In the sequel, we will give a general treatment of universal properties. It is advisable to study several examples first: product of groups and direct sum, free group, product topology, Stone-Čech compactification, tensor product, inverse limit and direct limit, kernel and cokernel, pullback, pushout and equalizer.
Let C and D be categories, F : C -> D be a functor, and X an object of D. A universal morphism from F to X consists of an object AX of C and a morphism φX : F(AX) -> X in D, such that the following universal property is satisfied:
- Whenever U is an object of C and φ : F(U) -> X is a morphism in D, then there exists a unique morphism ψ : U -> AX such that φX F(ψ) = φ.

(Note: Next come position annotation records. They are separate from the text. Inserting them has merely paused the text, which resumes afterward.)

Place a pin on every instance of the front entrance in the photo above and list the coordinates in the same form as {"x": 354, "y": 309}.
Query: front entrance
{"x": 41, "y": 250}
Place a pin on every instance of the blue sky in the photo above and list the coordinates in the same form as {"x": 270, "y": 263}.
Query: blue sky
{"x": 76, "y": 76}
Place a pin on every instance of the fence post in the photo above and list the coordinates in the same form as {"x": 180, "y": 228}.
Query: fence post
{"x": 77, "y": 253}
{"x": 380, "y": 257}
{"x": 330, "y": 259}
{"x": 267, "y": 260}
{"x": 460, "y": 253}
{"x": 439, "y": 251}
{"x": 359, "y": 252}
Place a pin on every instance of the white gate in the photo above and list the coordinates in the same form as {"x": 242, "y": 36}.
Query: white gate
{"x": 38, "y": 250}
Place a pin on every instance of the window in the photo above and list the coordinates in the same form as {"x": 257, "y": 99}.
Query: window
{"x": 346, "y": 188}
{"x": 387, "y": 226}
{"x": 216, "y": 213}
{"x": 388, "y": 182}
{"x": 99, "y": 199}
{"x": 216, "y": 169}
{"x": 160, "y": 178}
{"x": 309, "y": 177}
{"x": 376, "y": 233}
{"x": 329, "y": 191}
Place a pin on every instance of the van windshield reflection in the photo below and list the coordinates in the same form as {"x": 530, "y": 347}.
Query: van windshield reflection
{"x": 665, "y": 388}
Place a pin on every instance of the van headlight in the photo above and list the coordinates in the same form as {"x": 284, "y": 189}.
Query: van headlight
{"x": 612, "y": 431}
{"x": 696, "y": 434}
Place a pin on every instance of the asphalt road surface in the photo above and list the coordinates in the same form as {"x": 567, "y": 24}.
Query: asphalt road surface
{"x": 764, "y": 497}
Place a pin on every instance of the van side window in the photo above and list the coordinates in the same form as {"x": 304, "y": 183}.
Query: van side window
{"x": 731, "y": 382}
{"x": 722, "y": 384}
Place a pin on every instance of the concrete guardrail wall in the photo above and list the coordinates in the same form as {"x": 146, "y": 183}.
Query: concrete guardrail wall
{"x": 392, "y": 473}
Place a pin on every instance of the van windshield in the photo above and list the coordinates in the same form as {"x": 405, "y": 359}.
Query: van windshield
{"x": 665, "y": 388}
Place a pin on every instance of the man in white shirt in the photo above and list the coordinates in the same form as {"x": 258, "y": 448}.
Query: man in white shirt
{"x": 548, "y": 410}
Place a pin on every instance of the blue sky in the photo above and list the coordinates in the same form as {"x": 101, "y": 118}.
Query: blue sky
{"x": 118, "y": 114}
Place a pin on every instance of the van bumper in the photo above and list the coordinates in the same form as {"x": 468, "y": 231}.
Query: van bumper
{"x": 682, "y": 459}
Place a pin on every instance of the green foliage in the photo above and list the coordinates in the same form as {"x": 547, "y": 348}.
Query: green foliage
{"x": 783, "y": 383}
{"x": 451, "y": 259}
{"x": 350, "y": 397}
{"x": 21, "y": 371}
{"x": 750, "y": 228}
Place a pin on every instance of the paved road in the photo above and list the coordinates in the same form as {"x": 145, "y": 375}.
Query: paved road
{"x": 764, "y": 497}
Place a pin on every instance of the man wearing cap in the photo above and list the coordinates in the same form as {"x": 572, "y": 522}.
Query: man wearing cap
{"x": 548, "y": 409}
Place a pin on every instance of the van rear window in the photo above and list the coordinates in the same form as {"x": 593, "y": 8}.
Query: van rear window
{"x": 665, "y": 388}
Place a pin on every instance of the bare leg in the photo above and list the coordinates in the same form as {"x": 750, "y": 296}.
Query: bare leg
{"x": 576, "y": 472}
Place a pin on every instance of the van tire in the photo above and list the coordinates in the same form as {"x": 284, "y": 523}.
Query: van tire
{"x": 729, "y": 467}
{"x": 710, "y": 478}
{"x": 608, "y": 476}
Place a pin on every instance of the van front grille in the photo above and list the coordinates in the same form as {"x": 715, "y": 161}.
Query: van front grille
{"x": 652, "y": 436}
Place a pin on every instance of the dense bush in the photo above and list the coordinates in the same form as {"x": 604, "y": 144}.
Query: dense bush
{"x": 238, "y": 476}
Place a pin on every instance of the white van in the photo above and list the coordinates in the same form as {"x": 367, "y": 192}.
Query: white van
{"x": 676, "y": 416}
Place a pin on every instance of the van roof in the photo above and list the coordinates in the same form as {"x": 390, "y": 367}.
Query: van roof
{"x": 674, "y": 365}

From the definition, it follows directly that the pair (AX, φX) is determined up to a unique isomorphism by X, in the following sense: if A'X is another object of C and φ'X : F(A'X) -> X is another morphism which has the universal property, then there exists a unique isomorphism f : AX -> A'X such that φ'X f = φX.
More generally, if φX1 : F(AX1) -> X1 and φX2 : F(AX2) -> X2 are two universal morphisms, and h : X1 -> X2 is a morphism in D, then there exists a unique morphism Ah: AX1 -> AX2 such that φX2 F(Ah) = φX1.
Therefore, if every object X of D admits a universal arrow, then the assignment X |-> AX and h |-> Ah defines a covariant functor from D to C, the right-adjoint of F.
The dual concept of a co-universal construction also exists: it assigns to every object X of D an object BX of C and a morphism ρX: X -> F(BX) in D, such that the following universal property is satisfied:
- Whenever U is an object of C and ρ : X -> F(U) is a morphism in D, then there exists a unique morphism σ : BX -> U such that F(σ) ρX = ρ. A Co-universal constructions also defines a covariant functor from D to C, the so-called left-adjoint of F.